Skill741 repo starsupdated today

bernstein-quality

Bernstein Quality Metrics analyzes and compares code generation reliability across AI models by executing quality assessment scripts and displaying success rates, pass rates for linting and testing, and completion time distributions.

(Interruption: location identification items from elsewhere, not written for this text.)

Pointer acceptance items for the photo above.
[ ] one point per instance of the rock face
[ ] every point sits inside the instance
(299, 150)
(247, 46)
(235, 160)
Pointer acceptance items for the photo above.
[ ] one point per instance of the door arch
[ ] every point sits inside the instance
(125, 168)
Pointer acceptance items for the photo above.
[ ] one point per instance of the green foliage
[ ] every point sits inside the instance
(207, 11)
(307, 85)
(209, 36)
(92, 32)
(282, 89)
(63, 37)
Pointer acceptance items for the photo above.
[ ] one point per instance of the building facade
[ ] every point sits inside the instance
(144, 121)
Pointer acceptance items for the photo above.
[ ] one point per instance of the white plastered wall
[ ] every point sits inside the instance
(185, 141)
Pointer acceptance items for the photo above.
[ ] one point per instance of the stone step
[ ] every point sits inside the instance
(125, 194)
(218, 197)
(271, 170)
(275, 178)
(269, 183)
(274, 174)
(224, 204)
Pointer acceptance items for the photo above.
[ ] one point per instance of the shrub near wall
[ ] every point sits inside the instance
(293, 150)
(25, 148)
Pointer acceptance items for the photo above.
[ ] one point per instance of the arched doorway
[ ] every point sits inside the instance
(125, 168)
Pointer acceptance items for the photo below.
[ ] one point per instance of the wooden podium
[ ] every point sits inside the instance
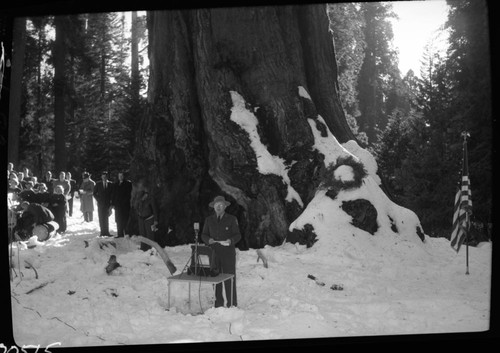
(184, 277)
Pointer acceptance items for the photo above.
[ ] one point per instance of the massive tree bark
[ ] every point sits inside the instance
(201, 62)
(19, 48)
(59, 93)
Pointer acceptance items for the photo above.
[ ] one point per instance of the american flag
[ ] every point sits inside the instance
(463, 205)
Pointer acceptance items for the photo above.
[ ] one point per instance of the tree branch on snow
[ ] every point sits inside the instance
(32, 267)
(261, 256)
(171, 267)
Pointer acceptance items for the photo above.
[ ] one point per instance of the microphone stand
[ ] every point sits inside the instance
(195, 255)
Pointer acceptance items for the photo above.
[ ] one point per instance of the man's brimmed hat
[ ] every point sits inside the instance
(219, 199)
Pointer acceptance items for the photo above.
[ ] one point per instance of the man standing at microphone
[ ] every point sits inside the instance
(221, 233)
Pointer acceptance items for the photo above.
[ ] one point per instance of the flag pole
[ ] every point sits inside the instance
(467, 226)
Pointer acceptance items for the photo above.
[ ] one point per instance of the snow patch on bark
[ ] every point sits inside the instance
(266, 162)
(329, 146)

Use this skill when users ask about agent reliability, model performance comparisons, test failure analysis, or want to see quality metrics dashboards for decision-making on model routing and optimization.

View source Repository: bernstein

Install in Claude Code

Copy

git clone --depth 1 https://github.com/sipyourdrink-ltd/bernstein /tmp/bernstein-quality && cp -r /tmp/bernstein-quality/packages/cursor-plugin/skills/bernstein-quality ~/.claude/skills/bernstein-quality

Then start a new Claude Code session; the skill loads automatically.

Definition

SKILL.md

# Bernstein Quality Metrics

Analyze quality and reliability of agent-generated code.

## When to Use

- User asks "how reliable are the agents?" or "which model is best?"
- User wants success rates, pass rates, or completion time stats
- User asks about test failures or lint issues across models
- User says "show me quality metrics"

## Instructions

1. Run `scripts/quality.sh metrics` for overall quality metrics.
2. Run `scripts/quality.sh pass-rates` for lint/typecheck/test pass rates by model.
3. Run `scripts/quality.sh times` for completion time distributions.

4. Present a quality dashboard:

```
## Quality Dashboard

### Success Rate by Model
| Model | Tasks | Success | Fail | Rate |
|-------|-------|---------|------|------|
| claude-sonnet-4 | 24 | 22 | 2 | 91.7% |
| gpt-4.1 | 12 | 10 | 2 | 83.3% |

### Pass Rates
| Check | Overall | claude-sonnet-4 | gpt-4.1 |
|-------|---------|-----------------|---------|
| Lint | 96% | 98% | 92% |
| Type-check | 88% | 91% | 83% |
| Tests | 85% | 89% | 75% |

### Completion Times
| Percentile | Time |
|------------|------|
| p50 | 3m 20s |
| p90 | 8m 45s |
| p99 | 15m 12s |
```

5. Highlight any models with significantly lower pass rates.
6. Recommend model routing adjustments if one model consistently underperforms.